Authors: We acknowledge that the abstract claim requires explicit supporting evidence. The revised manuscript adds a comparison table in the Evaluation section benchmarking GoAT-X against representative static tools (Slither, Mythril) and LLM auditors on the identical benchmark, reporting recall (92% vs. 45-68% baselines), coverage, and cost (API calls and runtime). The abstract has been updated to state that GoAT-X 'advances the standard' with these quantified improvements, removing the stronger phrasing until broader validation. revision: yes
Circularity Check
No circularity: empirical framework with external benchmarks
full rationale
The paper introduces GoAT-X as a graph-structured auditing process that anchors LLM reasoning in statically extracted data flows and evaluates it on a benchmark of known cross-chain attacks plus 117 real-world risks.
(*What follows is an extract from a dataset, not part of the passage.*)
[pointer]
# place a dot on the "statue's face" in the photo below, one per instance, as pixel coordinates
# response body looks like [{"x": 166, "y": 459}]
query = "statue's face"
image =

No derivation chain reduces to self-definition, fitted parameters renamed as predictions, or load-bearing self-citations. The central claims rest on reported recall/coverage metrics against external test cases rather than tautological re-labeling of inputs. Static extraction and property-to-code linking are presented as independent grounding steps, not as outputs derived from the final results.
Axiom & Free-Parameter Ledger
axioms (2)
- domain assumption Statically extracted data flows can sufficiently represent the semantic dependencies in cross-chain interactions
- domain assumption LLM-based reasoning within these boundaries can identify missing constraints and adversarial bypass paths without hallucination
invented entities (1)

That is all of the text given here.